This document contains 3 implementations of computing the 0-dimensional PH of the product of 2 vertex-based filtrations:

1. Computing PH of the product directly using an union-find method.
2. Theorem 4 of our paper.
3. Computing PH of the product directly using the gudhi library.

We then compute them on pairs of graphs loaded with the BREC dataset.

NOTE: For convenience, we modeled time t = +infinity as -1 in the code file here, and the filtration values are assumed to be positive in the algorithm. We also precomputed the values at time t = -infinity appropriately.

In [None]:
# Uncomment to install the gudhi package
# !pip install gudhi
import torch
import itertools
import numpy as np
import networkx as nx
import matplotlib.pyplot as plt

# import random
import gudhi
import math
from itertools import product
import time

In [None]:
# The code implementation of the Union Find PH Based Method
# The code is adapted from codes produced in the paper:
# "Going beyond persistent homology using persistent homology"
# by Johanna Immonen, Amauri H. Souza, and Vikas Garg.

class UnionFind():
    def __init__(self,N):
        self._parents = list(range(0, N))

    def find(self, p):
        return(self._parents[p])

    def merge(self, p, q):
        root_p, root_q = self._parents[p], self._parents[q]
        for i in range(0, len(self._parents)):
            if(self._parents[i] == root_p):
                self._parents[i] = root_q

    def connected(self,p,q):
        return self._parents[p] == self._parents[q]

    def roots(self):
        roots = []
        for i in range(0, len(self._parents)):
            if self._parents[i] == i:
                roots.append(i)
        return roots


def persistence_routine(filtered_v, filtered_e, edge_indices):

    n, m = filtered_v.shape[0], edge_indices.shape[1]
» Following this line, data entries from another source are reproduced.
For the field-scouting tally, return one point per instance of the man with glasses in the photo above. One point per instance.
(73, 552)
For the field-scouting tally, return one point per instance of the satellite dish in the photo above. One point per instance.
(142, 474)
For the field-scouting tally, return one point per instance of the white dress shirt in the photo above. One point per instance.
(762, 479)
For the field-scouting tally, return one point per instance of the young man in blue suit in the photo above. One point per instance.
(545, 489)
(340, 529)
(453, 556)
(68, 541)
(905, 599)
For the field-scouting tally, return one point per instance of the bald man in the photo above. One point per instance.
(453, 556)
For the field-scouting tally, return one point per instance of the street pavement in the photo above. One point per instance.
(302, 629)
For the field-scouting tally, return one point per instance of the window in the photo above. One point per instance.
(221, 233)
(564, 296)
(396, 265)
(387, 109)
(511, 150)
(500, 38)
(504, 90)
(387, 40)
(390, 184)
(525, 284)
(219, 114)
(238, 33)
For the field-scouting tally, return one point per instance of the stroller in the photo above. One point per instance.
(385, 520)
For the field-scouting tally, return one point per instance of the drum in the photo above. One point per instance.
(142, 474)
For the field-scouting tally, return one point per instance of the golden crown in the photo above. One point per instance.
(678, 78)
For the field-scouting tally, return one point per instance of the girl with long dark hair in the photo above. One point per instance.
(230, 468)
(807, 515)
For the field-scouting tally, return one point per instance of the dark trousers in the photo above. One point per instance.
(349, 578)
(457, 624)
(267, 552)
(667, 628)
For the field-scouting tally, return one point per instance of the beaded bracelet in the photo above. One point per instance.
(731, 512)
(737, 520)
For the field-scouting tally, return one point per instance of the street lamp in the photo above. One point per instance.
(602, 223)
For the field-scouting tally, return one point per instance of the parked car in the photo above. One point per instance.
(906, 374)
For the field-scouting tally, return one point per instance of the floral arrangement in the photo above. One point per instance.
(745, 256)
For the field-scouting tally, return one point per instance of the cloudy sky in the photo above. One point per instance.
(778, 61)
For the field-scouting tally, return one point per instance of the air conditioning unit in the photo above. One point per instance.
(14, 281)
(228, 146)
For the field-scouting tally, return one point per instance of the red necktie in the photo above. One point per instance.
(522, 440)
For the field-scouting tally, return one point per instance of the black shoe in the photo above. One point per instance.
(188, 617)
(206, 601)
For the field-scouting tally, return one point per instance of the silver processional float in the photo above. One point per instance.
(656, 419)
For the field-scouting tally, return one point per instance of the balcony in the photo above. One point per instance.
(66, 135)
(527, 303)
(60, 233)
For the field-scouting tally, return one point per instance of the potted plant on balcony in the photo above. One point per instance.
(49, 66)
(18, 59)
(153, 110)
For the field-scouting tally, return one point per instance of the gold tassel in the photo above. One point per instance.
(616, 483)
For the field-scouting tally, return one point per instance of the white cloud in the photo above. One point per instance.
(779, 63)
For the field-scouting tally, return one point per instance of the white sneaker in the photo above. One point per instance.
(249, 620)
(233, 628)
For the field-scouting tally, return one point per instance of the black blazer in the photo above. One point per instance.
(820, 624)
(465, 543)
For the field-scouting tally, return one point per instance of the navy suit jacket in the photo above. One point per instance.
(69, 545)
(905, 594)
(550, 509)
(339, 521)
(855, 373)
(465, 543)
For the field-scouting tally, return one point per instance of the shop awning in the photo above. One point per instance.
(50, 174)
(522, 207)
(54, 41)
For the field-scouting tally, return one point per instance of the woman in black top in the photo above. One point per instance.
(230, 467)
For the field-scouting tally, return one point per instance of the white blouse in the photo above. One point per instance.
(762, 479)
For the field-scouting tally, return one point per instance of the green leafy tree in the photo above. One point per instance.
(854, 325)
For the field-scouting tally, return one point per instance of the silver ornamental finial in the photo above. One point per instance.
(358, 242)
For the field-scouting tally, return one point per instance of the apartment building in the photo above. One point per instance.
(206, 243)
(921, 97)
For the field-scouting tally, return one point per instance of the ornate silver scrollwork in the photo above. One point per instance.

    filtered_e, sorted_indices = torch.sort(filtered_e)
    uf = UnionFind(n)
    persistence = torch.zeros((n, 3), device=filtered_v.device)
    persistence1 = torch.zeros((m, 2), device=filtered_v.device)

    unpaired_value = filtered_e[-1]  # used as infinity

    for edge_index, edge_weight in zip(sorted_indices, filtered_e):

        nodes = edge_indices[:, edge_index]
        younger = uf.find(nodes[0])
        older = uf.find(nodes[1])
        if younger == older:
            persistence1[edge_index, 0] = edge_weight # filtered_e[edge_index]
            persistence1[edge_index, 1] = -1
            continue
        else:
            if filtered_v[younger] < filtered_v[older]:
                younger, older = older, younger
                nodes = torch.flip(nodes, [0])
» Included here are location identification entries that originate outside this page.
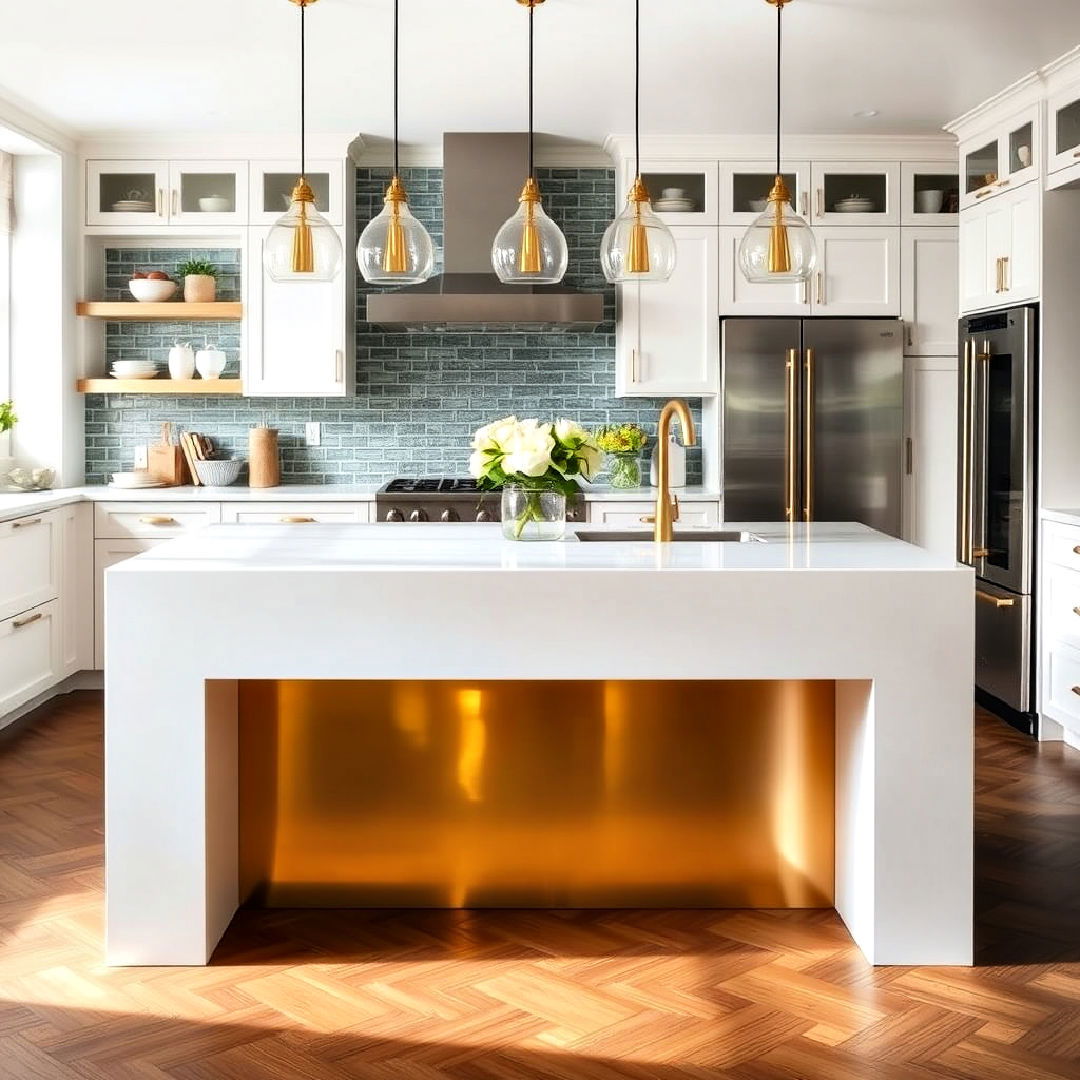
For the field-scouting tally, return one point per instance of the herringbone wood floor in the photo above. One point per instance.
(531, 995)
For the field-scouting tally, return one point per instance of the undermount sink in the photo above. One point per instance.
(700, 536)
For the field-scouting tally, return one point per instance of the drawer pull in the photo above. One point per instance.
(990, 598)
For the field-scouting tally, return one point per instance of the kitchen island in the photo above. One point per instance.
(427, 715)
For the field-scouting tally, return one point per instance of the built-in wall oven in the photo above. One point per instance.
(997, 496)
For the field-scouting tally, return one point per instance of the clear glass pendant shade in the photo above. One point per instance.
(302, 245)
(395, 248)
(637, 245)
(529, 248)
(780, 246)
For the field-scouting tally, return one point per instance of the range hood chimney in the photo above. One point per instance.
(482, 179)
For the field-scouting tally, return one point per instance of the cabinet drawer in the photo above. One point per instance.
(118, 521)
(1062, 679)
(29, 563)
(29, 655)
(1061, 545)
(295, 513)
(630, 514)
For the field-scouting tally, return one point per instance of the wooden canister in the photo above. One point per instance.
(264, 466)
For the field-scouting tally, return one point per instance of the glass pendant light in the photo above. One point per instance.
(394, 247)
(301, 245)
(637, 245)
(529, 248)
(779, 247)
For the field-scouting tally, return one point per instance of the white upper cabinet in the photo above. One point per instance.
(1000, 160)
(126, 192)
(683, 192)
(669, 332)
(929, 193)
(855, 192)
(271, 186)
(929, 288)
(741, 297)
(298, 333)
(207, 192)
(745, 187)
(858, 272)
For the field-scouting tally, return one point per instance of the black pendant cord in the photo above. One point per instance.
(780, 25)
(531, 167)
(637, 88)
(304, 80)
(395, 88)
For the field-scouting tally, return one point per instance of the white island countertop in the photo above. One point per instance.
(891, 625)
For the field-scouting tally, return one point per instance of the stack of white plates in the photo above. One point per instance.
(133, 369)
(139, 477)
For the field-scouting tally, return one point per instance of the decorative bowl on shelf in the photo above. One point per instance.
(151, 289)
(218, 472)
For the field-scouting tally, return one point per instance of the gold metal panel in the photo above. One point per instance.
(537, 794)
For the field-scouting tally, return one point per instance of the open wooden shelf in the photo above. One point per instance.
(160, 387)
(173, 310)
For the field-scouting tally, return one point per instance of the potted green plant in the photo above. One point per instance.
(200, 281)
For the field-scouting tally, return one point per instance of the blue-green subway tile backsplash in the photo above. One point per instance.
(419, 396)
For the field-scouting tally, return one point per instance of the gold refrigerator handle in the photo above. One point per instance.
(808, 435)
(791, 460)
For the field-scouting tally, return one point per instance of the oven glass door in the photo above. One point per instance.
(1001, 473)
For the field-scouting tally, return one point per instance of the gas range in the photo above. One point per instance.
(447, 499)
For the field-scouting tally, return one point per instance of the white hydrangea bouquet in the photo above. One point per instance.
(536, 457)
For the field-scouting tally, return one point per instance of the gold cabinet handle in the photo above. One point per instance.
(990, 598)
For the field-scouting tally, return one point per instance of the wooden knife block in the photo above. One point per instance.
(166, 463)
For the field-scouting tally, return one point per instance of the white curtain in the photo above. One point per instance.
(7, 192)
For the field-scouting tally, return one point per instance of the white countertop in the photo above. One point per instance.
(17, 503)
(433, 547)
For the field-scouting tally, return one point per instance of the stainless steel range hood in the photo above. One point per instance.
(482, 179)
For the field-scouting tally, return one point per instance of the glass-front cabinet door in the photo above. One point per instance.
(849, 192)
(207, 192)
(745, 187)
(930, 193)
(1065, 131)
(271, 186)
(126, 192)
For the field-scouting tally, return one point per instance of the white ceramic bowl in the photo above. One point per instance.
(220, 472)
(151, 289)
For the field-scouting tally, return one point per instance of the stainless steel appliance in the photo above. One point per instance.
(448, 499)
(813, 420)
(996, 516)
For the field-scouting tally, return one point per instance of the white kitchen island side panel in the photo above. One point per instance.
(893, 624)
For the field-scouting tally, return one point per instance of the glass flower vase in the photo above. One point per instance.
(532, 513)
(625, 469)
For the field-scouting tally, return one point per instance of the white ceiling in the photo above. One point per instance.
(103, 66)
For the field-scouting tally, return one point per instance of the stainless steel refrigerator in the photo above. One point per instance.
(997, 515)
(813, 420)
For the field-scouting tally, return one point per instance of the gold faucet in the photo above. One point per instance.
(666, 513)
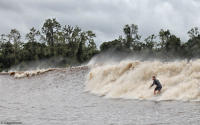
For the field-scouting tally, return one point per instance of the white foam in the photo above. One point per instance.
(131, 80)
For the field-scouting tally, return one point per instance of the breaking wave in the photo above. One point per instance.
(30, 73)
(131, 80)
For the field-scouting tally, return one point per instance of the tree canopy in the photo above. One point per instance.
(76, 46)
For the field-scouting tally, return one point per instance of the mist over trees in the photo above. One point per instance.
(76, 46)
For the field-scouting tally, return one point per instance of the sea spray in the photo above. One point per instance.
(131, 80)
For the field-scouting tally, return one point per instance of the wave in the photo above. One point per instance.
(30, 73)
(131, 80)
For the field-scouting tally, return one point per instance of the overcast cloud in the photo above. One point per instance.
(105, 17)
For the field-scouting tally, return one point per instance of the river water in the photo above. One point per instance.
(58, 98)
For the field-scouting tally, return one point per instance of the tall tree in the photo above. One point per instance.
(131, 36)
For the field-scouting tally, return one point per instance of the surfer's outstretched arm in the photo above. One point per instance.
(151, 85)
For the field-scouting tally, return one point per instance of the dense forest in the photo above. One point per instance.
(76, 46)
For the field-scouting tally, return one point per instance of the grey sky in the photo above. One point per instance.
(105, 17)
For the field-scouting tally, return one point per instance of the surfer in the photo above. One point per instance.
(158, 85)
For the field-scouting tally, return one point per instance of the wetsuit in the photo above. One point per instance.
(158, 85)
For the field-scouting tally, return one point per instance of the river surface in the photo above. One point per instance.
(58, 98)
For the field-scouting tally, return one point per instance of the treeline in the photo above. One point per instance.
(53, 40)
(76, 46)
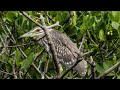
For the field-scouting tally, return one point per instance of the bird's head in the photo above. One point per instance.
(35, 33)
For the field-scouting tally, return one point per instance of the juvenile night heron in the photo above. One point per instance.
(66, 50)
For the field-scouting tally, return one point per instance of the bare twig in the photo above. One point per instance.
(112, 51)
(108, 71)
(14, 72)
(82, 42)
(92, 67)
(46, 66)
(49, 42)
(87, 53)
(71, 68)
(38, 71)
(54, 25)
(34, 61)
(6, 72)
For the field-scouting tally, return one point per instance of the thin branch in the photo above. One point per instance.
(71, 68)
(112, 51)
(92, 67)
(13, 68)
(108, 71)
(54, 25)
(46, 66)
(38, 71)
(82, 42)
(34, 61)
(6, 72)
(49, 43)
(87, 53)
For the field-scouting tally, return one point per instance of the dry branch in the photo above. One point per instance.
(49, 42)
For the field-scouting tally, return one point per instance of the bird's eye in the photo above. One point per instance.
(37, 30)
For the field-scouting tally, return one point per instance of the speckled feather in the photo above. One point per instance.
(67, 51)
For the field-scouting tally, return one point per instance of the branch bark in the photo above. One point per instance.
(49, 43)
(71, 68)
(108, 71)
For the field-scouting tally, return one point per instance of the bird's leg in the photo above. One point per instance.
(54, 25)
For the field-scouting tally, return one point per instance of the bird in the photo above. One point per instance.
(66, 51)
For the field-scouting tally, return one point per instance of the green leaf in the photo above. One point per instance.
(25, 64)
(101, 35)
(115, 25)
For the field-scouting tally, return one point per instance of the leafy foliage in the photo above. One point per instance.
(102, 29)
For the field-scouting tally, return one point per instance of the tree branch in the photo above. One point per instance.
(108, 71)
(92, 63)
(49, 43)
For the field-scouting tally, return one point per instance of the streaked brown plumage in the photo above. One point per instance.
(67, 52)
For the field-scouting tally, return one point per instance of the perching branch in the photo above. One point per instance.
(49, 42)
(108, 71)
(71, 68)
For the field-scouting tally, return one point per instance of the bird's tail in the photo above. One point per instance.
(82, 67)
        persistence[younger, 0] = younger
        persistence[younger, 1] = filtered_v[younger]
        persistence[younger, 2] = edge_weight

        uf.merge(nodes[0], nodes[1])

    for root in uf.roots():
        persistence[root, 0] = root
        persistence[root, 1] = filtered_v[root]
        persistence[root, 2] = -1

    return persistence, persistence1

In [None]:
# Utility function to print the output of the persistence diagram in readable way
def pretty_print(pd_with_labels):
  for elt in pd_with_labels:
    for i, j, birth, death in elt:
      if birth == 2.0:
        print("Label: " + str((i, j)) + " B/D: " + str((birth, death)))

# Implementation of Theorem 4 of our paper.
# Input: Takes in a graph data item of the form of a tuple
# (graph_data_item 0, graph_data_item 1)

# For i = 0 or 1, graph_data_item i is composed of 4 items for a graph G of n + 1 vertices with a vertex filtration function fv
# The vertex set of the graph is given by {0, 1, ..., n}.
# The 4 items in graph_data_item are:

# input_v - a list of numbers that specifies the value of fv on the index i (this is not used in the algorithm)
# edge_index - list of edges of the graph, being tuples of the form (i,j) for vertices i and j (made in pytorch)
# filtered_v - torch.Tensor(input_v)
# filtered_e - The value of fv on edges, this can be made by the line:
# filtered_e, _ = torch.max(torch.stack((filtered_v[edge_index[0]], filtered_v[edge_index[1]])), axis=0)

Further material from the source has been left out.